DealLawyers.com Blog

February 23, 2023

Take Private Deals in 2022

A recent Weil going private survey showed that going private transactions reached a new high in 2022 by volume and value (up 51% from 2021), with over half of the targets in the technology/software space. The increase from 2021 slowed in the second half of the year due to macroeconomic conditions and uncertainty and the state of debt financing markets.

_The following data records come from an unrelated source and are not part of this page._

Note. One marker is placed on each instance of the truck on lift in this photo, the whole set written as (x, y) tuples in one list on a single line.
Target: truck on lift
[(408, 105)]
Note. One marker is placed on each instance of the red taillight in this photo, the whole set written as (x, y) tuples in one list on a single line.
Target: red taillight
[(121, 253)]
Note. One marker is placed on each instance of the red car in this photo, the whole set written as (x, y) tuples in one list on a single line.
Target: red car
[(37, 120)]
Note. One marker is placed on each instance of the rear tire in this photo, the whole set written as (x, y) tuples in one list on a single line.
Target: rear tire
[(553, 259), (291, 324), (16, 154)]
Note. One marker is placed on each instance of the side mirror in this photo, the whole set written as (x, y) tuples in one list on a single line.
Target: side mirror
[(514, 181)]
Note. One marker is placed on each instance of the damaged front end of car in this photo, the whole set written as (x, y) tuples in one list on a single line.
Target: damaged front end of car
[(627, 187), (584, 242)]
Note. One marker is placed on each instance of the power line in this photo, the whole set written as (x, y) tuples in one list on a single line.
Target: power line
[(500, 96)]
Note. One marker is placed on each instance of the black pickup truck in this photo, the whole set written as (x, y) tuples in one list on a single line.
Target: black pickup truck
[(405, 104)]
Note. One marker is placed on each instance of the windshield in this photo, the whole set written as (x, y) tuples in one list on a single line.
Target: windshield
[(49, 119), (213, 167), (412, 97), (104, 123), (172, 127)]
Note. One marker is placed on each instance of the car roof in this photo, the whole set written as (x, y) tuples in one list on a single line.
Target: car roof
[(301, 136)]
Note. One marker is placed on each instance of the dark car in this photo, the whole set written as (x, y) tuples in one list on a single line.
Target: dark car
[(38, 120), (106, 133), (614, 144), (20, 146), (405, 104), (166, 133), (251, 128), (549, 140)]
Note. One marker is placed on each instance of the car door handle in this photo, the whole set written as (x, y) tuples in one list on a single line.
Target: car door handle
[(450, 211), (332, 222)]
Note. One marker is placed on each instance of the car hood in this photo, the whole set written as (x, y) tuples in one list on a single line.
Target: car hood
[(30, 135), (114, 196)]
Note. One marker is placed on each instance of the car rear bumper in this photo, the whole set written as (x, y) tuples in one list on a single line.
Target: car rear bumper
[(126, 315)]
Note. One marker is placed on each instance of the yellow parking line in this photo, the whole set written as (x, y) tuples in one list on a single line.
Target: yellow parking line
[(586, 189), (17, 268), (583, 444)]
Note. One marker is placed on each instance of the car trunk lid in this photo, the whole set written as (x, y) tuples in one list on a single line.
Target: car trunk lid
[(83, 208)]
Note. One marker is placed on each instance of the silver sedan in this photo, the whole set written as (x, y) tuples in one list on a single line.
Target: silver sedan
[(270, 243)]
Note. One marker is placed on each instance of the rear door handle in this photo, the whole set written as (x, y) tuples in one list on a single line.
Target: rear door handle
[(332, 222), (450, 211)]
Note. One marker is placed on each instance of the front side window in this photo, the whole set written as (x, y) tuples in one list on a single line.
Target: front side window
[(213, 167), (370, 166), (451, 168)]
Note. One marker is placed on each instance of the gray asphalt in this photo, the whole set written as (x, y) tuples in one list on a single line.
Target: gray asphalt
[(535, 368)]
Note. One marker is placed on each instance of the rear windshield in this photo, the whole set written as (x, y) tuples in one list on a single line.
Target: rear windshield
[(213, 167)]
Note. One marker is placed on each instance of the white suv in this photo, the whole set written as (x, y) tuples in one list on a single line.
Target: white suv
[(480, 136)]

The survey attributes this increase, in the face of an otherwise depressed M&A market to:

– the pressure on public company valuations and stock prices due to financial/political turmoil and market sell-off making public companies more attractive targets when fundamentals are strong; 

– companies who were quick to go public—maybe a little too quick during previous heights of the public markets and de-SPAC transactions—feeling strained by the burdens that accompany being publicly traded; and 

– boards realizing that market high valuations may have been inflated and that premiums to a current price, rather than record price, present an opportunity to maximize value.

The survey goes on to review some interesting developments in take private transactions in recent years, including the focus on interim operating covenants and consequences of breaches, complications for recently de-SPAC or IPO companies and the sharp uptick in the use of CVRs (contingent value rights) in 2022.

Speaking of CVRs, in Q4 2022, Nasdaq proposed to adopt Listing Rule 5732 to provide standards for listing Price-Based and Event-Based CVRs on the Nasdaq Global Market. The SEC recently solicited comments on an amended form of the listing rule and approved the proposed rule, as amended, on an accelerated basis.